Low-Latency Inference Data Storage on Azure Managed Disks

Question

Pulumi · Accepted Answer

To create a low-latency inference data storage solution on Azure, you would use Azure Managed Disks. These are block-level storage volumes that you can attach to Azure virtual machines (VMs). Managed Disks handle storage account management for you, and they ensure that you have the necessary storage available. They are highly durable and available and offer options to provide the level of performance your application may require.

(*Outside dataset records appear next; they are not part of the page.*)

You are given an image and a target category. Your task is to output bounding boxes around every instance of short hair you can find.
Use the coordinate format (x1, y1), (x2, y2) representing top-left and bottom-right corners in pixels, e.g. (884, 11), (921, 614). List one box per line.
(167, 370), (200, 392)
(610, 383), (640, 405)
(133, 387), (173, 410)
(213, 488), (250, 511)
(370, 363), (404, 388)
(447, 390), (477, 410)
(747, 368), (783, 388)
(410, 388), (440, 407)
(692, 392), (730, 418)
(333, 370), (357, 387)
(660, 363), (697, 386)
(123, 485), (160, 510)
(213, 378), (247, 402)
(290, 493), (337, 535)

In Pulumi, you can use the `azure-native.compute.Disk` resource to provision and manage these disks. This resource allows you to create a new managed disk, specify its size, performance characteristics (such as IOPS and throughput), and other properties such as encryption and network access policies.

Below is a Pulumi program in Python that creates an Azure Managed Disk intended for low-latency scenarios. This program presumes that you have already configured Pulumi with the necessary Azure credentials and set the appropriate Azure region.

```python
import pulumi
import pulumi_azure_native as azure_native

# Create an Azure Managed Disk optimized for low latency operations
low_latency_disk = azure_native.compute.Disk("lowLatencyDisk",
    # Location must be set to the region where you want to create the disk
    location="eastus",
    # Define the size of the disk (in GB). Choose a size that fits your use-case.
    disk_size_gb=128,
    # Define the disk SKU which determines the performance and cost characteristics.
    # For low latency scenarios, consider 'Premium_LRS' or 'UltraSSD_LRS'
    sku=azure_native.compute.DiskSkuArgs(
        name="Premium_LRS",  # 'Premium_LRS' represents premium SSDs with good performance and latency characteristics
    ),
    # Set the creation data for the disk. 'Empty' indicates an empty disk will be created.
    creation_data=azure_native.compute.CreationDataArgs(
        create_option="Empty",
    ),
    # Enable or disable bursting which can enhance performance for scenarios with burstable workloads.
    bursting_enabled=True,
    # Apply tags to the disk resource, if required
    tags={"purpose": "low-latency-inference"}
)

# Export the ID of the created disk
pulumi.export("disk_id", low_latency_disk.id)

# Export the URI of the created disk to be used with VMs
pulumi.export("disk_uri", low_latency_disk.id.apply(lambda disk_id: f"/subscriptions/{pulumi.config.subscription()}/resourceGroups/{pulumi.config.get('resource_group')}/providers/Microsoft.Compute/disks/{disk_id}"))
```

In this program:
- We use `azure_native.compute.Disk` to create a new Managed Disk.
- We specify the location, size (`disk_size_gb`), and SKU for the disk. You might choose Premium SSD ('Premium_LRS') or even Ultra Disk ('UltraSSD_LRS') based on the performance your workload needs.
- We set `create_option` to "Empty" because we are creating a new empty disk.
- We enable bursting to allow the disk to perform above its provisioned performance targets for short periods – potentially reducing latency and improving throughput during these bursts.
- We apply a tag to the disk to denote its purpose.
- We export the disk ID and URI, which would be useful for attaching this disk to a virtual machine or for management purposes.

Keep in mind that you need to replace `"eastus"` with the Azure region that is geographically closest to the users of your application to minimize the latency further. Additionally, ensure that your virtual machine sizes and capabilities support the type of Managed Disk you plan to use.